Our results suggest that MHC restriction of antigen-specific lymphocyte reactivity might be involved in the allograft damage by HBV and HCB. It has been shown that HBV and HCV infections increase the expression of HLA class I antigens on hepatocytes surface (14, 15). Although exogenous antigens and viral particles are in general associated with a class II MHC–restricted response, there is evidence that HBV and HCV are among the few antigens presented in association with class I molecules (16). Thus, liver-infiltrating HBV and HCV specific lymphocytes might be HLA class I–restricted (17, 18). Infection of a transplanted liver by HBV or HCV leads to the expression of viral antigens, which—in context with MHC class I molecules on the cell surface—could be recognized by recipient T lymphocytes. HLA matching would permit a more efficient MHC-restricted antigen presentation, thereby augmenting cell-mediated immune responses toward HBV- and HCV-infected liver allografts. Thus, theoretically immunosuppressive therapy should reduce liver injury mediated by immune mechanisms (19). However, it also increases virus replication, which may be associated with an increased antigen expression and greater spread through the allografted liver.

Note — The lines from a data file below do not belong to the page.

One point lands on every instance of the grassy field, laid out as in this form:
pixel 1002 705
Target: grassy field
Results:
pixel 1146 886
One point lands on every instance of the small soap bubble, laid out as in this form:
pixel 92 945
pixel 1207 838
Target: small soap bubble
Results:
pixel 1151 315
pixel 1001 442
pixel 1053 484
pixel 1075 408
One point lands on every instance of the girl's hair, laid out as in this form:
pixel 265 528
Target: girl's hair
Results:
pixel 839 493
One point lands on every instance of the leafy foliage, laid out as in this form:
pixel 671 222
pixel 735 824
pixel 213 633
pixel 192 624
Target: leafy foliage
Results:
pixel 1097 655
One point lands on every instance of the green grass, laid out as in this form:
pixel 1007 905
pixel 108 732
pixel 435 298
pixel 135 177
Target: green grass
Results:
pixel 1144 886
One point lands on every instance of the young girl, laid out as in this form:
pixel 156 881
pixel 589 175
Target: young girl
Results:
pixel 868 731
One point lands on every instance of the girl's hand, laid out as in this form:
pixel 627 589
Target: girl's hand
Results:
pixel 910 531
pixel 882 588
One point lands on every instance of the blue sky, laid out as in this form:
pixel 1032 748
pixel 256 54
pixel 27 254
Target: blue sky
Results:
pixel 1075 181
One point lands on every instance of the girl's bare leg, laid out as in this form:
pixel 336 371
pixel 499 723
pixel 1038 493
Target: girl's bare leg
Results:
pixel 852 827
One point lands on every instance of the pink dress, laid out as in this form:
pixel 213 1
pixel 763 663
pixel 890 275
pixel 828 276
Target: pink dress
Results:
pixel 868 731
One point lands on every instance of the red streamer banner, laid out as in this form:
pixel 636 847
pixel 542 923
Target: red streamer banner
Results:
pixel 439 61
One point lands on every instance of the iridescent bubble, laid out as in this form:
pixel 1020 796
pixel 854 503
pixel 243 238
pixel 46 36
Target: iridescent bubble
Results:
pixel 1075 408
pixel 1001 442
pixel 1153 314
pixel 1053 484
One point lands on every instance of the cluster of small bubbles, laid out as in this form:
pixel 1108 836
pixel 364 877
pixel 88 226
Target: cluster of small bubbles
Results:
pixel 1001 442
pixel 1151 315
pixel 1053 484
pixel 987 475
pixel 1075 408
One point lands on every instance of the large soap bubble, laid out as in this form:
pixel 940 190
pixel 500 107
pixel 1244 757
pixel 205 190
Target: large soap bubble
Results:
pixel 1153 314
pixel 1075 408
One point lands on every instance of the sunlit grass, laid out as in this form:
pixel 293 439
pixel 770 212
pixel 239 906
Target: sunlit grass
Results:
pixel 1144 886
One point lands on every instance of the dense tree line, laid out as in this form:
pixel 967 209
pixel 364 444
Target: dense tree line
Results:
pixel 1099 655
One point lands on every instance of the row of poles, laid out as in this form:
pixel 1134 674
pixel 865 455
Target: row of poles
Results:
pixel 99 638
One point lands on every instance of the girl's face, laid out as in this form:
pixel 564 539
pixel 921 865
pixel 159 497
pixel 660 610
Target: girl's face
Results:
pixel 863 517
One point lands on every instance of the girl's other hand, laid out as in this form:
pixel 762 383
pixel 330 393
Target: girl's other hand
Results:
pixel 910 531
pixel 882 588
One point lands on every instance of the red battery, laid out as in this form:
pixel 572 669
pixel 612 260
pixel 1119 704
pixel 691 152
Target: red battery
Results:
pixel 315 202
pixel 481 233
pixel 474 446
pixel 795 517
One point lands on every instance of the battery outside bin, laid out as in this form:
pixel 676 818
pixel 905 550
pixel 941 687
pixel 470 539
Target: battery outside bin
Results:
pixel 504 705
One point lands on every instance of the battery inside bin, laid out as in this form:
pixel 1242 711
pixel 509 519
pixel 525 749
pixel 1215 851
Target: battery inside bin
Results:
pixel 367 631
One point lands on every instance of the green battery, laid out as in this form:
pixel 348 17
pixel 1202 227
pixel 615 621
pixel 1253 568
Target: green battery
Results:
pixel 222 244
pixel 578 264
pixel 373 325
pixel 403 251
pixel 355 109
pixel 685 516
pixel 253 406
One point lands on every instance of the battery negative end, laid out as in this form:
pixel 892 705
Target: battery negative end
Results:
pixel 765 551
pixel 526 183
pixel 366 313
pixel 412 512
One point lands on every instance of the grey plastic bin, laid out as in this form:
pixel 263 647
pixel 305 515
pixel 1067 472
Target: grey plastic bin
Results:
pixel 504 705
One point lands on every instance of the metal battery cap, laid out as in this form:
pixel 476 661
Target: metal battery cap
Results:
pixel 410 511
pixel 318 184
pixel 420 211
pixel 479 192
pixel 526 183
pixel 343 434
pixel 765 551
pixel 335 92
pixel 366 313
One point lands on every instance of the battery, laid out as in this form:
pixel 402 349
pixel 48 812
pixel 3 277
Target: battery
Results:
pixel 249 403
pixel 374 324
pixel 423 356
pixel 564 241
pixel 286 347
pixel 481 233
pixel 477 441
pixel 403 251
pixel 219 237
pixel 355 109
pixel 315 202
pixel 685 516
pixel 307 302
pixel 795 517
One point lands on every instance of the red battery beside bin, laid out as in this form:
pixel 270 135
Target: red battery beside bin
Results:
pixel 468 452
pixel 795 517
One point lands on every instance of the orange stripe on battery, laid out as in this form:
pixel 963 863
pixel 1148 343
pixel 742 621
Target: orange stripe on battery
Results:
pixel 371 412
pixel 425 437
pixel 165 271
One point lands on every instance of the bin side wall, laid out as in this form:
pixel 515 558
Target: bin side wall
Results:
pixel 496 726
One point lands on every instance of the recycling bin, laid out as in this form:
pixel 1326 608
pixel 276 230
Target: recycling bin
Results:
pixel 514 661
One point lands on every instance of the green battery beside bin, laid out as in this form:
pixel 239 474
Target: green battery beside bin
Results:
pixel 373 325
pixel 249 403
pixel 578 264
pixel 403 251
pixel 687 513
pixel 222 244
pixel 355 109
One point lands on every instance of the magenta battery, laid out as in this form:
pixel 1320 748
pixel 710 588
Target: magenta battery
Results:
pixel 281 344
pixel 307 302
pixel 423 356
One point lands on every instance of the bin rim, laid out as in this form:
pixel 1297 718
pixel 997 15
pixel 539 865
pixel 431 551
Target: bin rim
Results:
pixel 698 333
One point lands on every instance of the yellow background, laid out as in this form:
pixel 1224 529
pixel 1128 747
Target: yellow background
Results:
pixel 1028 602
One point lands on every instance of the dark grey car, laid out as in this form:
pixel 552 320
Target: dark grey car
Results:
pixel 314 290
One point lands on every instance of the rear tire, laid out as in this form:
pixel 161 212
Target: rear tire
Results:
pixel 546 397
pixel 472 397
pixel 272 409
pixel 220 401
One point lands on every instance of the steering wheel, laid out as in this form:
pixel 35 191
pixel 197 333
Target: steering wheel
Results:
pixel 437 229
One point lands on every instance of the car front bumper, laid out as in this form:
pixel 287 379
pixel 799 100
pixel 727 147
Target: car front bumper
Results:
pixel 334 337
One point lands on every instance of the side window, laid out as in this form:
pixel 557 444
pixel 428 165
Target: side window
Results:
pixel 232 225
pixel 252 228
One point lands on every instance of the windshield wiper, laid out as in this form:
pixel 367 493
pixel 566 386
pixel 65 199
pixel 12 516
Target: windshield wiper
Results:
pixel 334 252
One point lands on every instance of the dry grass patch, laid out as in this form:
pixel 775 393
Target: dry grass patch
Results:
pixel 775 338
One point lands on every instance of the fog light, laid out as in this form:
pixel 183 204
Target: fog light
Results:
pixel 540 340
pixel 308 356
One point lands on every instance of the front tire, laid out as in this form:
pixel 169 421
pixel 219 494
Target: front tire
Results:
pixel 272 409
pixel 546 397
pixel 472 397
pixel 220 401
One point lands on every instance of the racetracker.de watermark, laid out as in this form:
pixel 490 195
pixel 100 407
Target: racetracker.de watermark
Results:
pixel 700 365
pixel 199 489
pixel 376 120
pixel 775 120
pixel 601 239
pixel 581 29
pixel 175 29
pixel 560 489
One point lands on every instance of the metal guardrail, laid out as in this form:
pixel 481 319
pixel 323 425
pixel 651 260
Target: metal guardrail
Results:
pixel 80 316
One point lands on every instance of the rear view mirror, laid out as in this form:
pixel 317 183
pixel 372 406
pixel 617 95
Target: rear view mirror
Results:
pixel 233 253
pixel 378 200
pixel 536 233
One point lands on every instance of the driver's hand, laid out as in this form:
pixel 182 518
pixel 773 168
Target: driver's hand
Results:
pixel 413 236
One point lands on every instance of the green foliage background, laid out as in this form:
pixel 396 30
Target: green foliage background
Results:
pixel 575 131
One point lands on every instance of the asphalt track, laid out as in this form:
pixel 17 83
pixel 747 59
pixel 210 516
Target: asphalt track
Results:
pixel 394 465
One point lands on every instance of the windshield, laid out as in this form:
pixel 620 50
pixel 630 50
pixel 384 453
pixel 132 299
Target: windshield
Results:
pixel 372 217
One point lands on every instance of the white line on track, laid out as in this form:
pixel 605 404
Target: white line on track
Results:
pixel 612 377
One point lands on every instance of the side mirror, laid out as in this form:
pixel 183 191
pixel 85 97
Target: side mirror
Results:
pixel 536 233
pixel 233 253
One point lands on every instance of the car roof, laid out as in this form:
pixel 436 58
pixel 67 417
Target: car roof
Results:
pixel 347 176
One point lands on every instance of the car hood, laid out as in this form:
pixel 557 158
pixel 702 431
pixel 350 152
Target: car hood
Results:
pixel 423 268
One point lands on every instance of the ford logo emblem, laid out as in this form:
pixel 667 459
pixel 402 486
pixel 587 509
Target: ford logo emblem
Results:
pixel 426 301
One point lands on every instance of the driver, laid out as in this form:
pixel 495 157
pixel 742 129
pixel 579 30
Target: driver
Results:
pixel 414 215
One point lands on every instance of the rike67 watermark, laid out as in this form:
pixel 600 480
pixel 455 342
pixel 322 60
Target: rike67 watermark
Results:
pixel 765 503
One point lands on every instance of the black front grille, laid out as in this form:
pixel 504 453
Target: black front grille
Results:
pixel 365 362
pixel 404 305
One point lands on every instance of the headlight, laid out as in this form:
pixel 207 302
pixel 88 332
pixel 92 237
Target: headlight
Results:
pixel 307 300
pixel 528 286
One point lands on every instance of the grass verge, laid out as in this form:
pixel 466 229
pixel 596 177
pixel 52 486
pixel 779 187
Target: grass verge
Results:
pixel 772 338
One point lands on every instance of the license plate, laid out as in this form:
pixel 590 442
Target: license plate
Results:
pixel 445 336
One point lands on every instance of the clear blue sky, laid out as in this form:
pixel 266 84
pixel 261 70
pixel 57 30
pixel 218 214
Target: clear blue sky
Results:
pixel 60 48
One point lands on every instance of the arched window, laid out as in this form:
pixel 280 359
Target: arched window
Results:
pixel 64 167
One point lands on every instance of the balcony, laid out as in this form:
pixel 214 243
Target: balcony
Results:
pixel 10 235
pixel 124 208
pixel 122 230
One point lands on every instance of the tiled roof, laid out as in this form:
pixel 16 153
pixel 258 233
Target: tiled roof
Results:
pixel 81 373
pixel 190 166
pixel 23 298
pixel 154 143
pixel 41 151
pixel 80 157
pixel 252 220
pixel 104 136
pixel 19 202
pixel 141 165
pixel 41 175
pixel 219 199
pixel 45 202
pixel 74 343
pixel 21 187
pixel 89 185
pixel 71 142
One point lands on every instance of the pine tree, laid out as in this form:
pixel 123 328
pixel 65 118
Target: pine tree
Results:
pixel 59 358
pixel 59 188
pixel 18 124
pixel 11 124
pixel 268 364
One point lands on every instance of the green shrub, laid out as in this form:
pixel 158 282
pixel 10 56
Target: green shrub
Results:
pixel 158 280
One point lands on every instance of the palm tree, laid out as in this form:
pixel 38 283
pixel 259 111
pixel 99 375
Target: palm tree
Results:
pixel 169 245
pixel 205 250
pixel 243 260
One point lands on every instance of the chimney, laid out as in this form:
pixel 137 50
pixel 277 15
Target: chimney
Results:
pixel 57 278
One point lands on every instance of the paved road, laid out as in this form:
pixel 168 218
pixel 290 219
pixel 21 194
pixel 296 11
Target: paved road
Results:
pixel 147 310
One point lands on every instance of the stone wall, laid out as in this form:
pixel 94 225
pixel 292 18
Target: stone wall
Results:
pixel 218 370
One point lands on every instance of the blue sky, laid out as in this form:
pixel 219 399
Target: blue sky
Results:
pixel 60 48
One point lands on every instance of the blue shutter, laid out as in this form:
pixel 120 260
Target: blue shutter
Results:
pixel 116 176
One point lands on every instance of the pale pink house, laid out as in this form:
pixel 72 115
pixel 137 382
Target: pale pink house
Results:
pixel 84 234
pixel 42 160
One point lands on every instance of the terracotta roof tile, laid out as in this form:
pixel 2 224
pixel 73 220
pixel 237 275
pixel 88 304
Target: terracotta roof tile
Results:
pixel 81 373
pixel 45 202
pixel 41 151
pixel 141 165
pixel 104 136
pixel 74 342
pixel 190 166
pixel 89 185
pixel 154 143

In summary, the findings described in this report provide further support for the concept of a dualistic role of HLA in liver transplantation, and help to explain why survival is poorer with better matches. Although HLA matching reduces acute cellular rejection, it increases the risk of CMV hepatitis and recurrence of HBV and HCV hepatitis. A better understanding of all these different HLA-associated immune mechanisms may lead to improved management strategies in hepatic transplantation.
1Presented at the 13th Annual Meeting of the American Society of Transplant Physicians, May 16–18, 1994, Chicago, IL.
*Abbreviations: CMV, cytomegalovirus; HBV, hepatitis B virus, HCB, hepatitis C virus; MHC, major histocompatibility complex; OLTx, orthotopic liver transplantation.